O orçamento destinado às polícias pelos estados brasileiros é mais de 5 mil vezes superior ao valor direcionado a políticas para egressos do sistema prisional. Para cada R$ 5.423 aplicados nas corporações policiais em 2025, houve um repasse de R$ 1.169 ao sistema prisional e apenas R$ 1 para ações exclusivas voltadas a quem deixou a prisão.
As informações constam na pesquisa “O Funil de Investimentos da Segurança Pública nos Estados Brasileiros”. O estudo foi elaborado pelo centro de pesquisa Justa e apresentado nesta quinta-feira (17) durante o 20º Encontro do Fórum Brasileiro de Segurança Pública.
A análise examinou a alocação de recursos em 26 unidades federativas, abrangendo as polícias, o sistema penitenciário e os programas para ex-detentos. O Acre ficou de fora por não enviar informações.
Em comparação ao levantamento anterior, com dados de 2024, a discrepância financeira se aprofundou. Naquele período, a proporção era de R$ 4.877 para as polícias contra R$ 1.221 para o sistema prisional e R$ 1 para egressos.
O cenário reflete uma concentração de verbas na porta de entrada da justiça criminal. Segundo Taciana Santos, coordenadora de pesquisas do Justa, injetar mais dinheiro na polícia não garante, por si só, uma sociedade mais segura.

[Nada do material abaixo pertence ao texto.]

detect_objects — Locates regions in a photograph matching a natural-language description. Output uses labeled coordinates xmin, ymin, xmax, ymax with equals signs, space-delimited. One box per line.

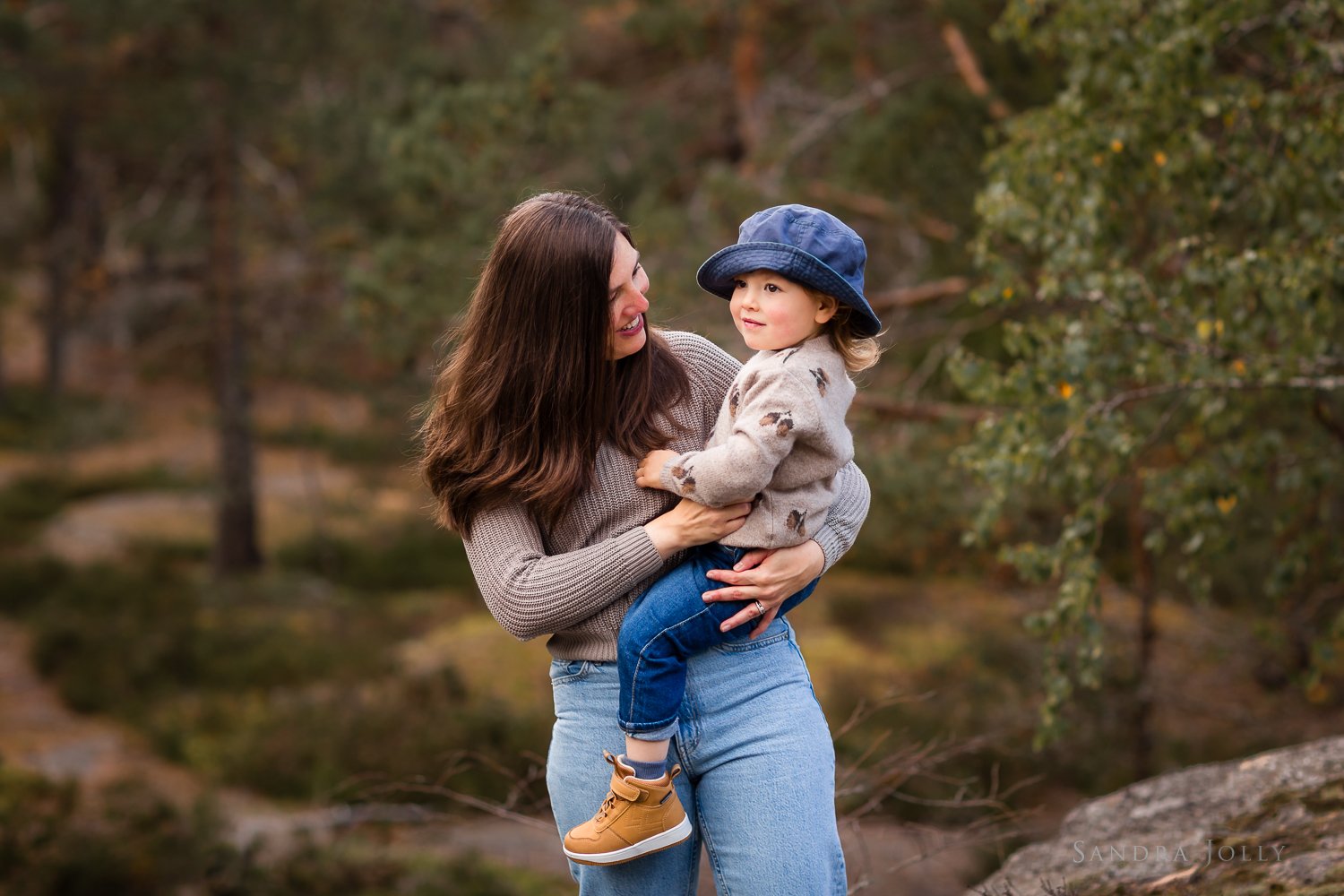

“Esse crescimento de gasto com polícias está associado ao crescimento da bancada da bala e do populismo penal na política”, apontou Taciana, destacando a instrumentalização da insegurança nas campanhas eleitorais.
Orçamento das polícias
As despesas com as polícias estaduais saltaram de R$ 87,5 bilhões em 2024 para R$ 103,5 bilhões em 2025. Contudo, a divisão interna também é desigual, favorecendo o patrulhamento ostensivo das Polícias Militares com R$ 60,7 bilhões (58,6%).
As Polícias Civis ficaram com R$ 22,2 bilhões para investigações, enquanto as Polícias Técnico-Científicas receberam R$ 2,8 bilhões para perícias. Outros R$ 17,8 bilhões foram classificados como gastos compartilhados.
Os números evidenciam que os governos estaduais priorizam o patrulhamento em detrimento da inteligência e da investigação criminal.
“É uma lógica que ajuda a sustentar um modelo de encarceramento em massa”, ressaltou Luciana Zaffalon, diretora-executiva do Justa.
Orçamento do sistema prisional
Do total de R$ 22,3 bilhões direcionados ao sistema prisional em 2025, cerca de R$ 13,7 bilhões foram consumidos pelo encarceramento de pessoas negras. O montante representa R$ 6 de cada R$ 10 investidos no setor.
“O Brasil prende muito e prende mal”, criticou Zaffalon, pontuando que a maioria dos detentos é pobre e preta, frequentemente vulnerável às facções criminosas dentro dos presídios.
Enquanto os gastos totais do sistema penitenciário permaneceram estáveis em relação a 2024, os acréscimos orçamentários foram direcionados à expansão de vagas, em detrimento de saúde e alimentação.
Na outra ponta, os investimentos em programas para ex-detentos continuaram estagnados. Os estados destinaram R$ 19 milhões para esse fim em 2025, um leve aumento frente aos R$ 18 milhões do ano anterior.
Políticas para egressos
Apenas sete estados investiram em ações exclusivas para egressos em 2025. O número representa uma leve alta em relação aos seis estados registrados no ciclo anterior.
Rio Grande do Sul e Santa Catarina voltaram a figurar na lista, enquanto São Paulo e Ceará lideraram os maiores aportes financeiros para essa finalidade no país.
Especialistas reforçam que ignorar a saída do sistema prisional restringe as chances de reinserção social e eleva as taxas de reincidência criminal no país.